Andres Freund <andres@anarazel.de> writes:
> On 2019-04-25 14:50:09 -0400, Tom Lane wrote:
>> As far as I can see, there is no API restriction on what parts of the
>> relcache entry it may presume are valid. It *certainly* thinks that
>> rd_rel is valid, which is rather at odds with the fact that this has
>> to be called before the pg_class entry exists all (for the creation
>> case) or has been updated (for the set-new-relfilenode case).
> Well, that's just what we did before. And given the way the code is
> structured, I am not sure I see a decent alternative that's not a
> disproportionate amount of work. I mean, heap.c's heap_create() and
> heap_create_with_catalog() basically work off the Relation after the
> RelationBuildLocalRelation() call, a good bit before the underlying
> storage is valid.
You could imagine restructuring that ... but I agree it'd be a lot
of work.
> Currently the only thing that table_relation_set_new_filenode() accesses
> that already is updated is the RelFileNode. I wonder if we shouldn't
> change the API so that table_relation_set_new_filenode() will get a
> relcache entry *without* any updates passed in, then internally does
> GetNewRelFileNode() (if so desired by the AM), and returns the new rnode
> via a new out parameter.
That could work. The important API spec is then that the relcache entry
reflects the *previous* state of the relation, and is not to be modified
by the tableam call. After the call, we perform the pg_class update and
do CCI, and the relcache inval seen by the CCI causes the relcache entry
to be brought into sync with the new reality. So relcache entries change
at CCI boundaries, not in between.
In the creation case, it works more or less the same, with the
understanding that the "previous state" is some possibly-partly-dummy
state set up by RelationBuildLocalRelation. But we might need to add
a CCI call that wasn't there before; not sure.

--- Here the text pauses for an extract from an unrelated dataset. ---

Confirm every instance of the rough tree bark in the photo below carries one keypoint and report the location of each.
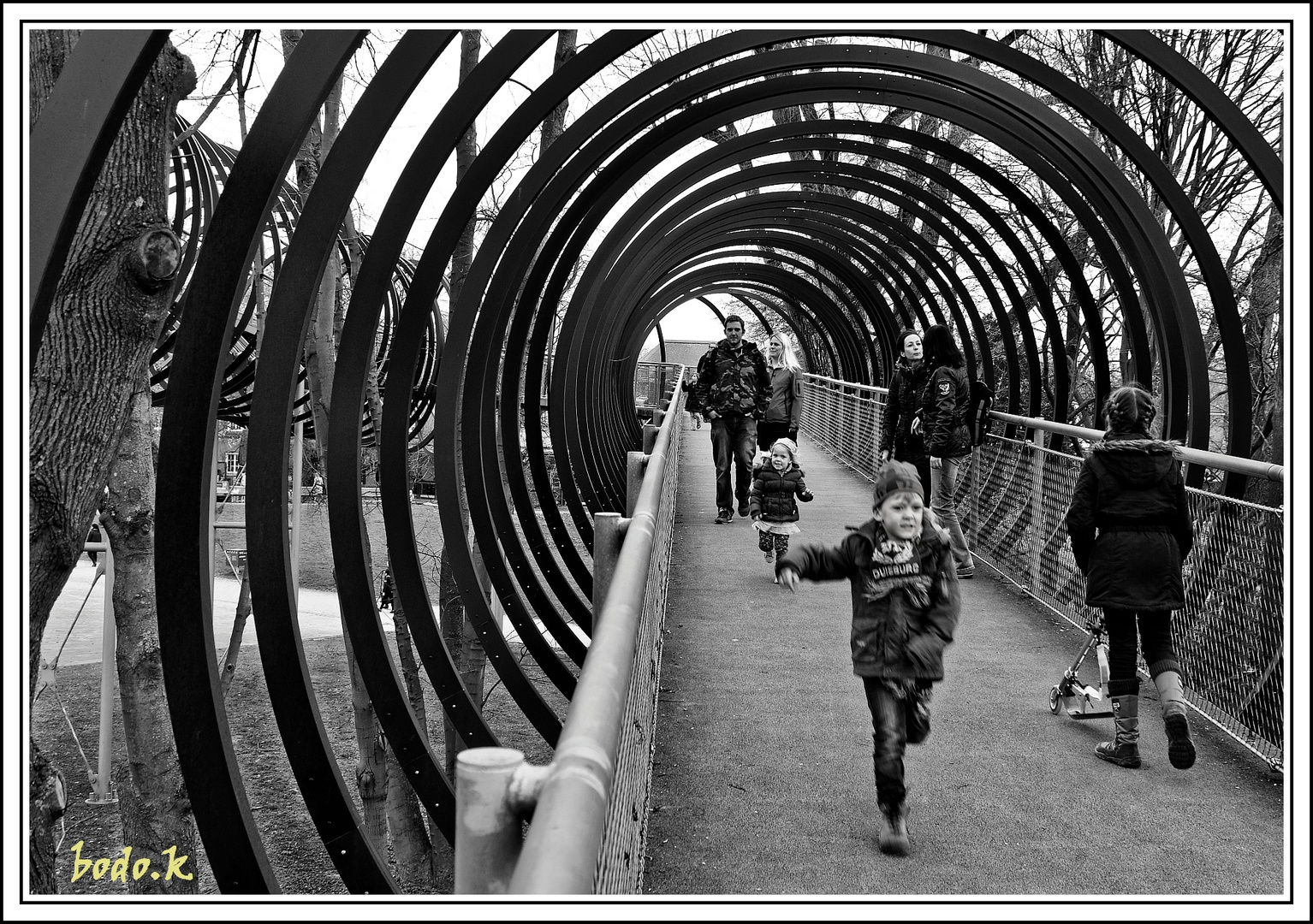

> We don't currently allow that, but as far as I can see the current
> coding of ATExecSetTableSpace() also has bad problems with system
> catalog updates. It copies the data and *then* does
> CatalogTupleUpdate(), but *witout* updating the reclache - which ijust
> would cause the update to be lost.
Well, I imagine it's expecting the subsequent CCI to update the relcache
entry, which I think is correct behavior in this worldview. We're
basically trying to make the relcache state follow transaction/command
boundary semantics.
> I could come up with a patch for that if you want me to.
I'm happy to let you take a whack at it if you want.
regards, tom lane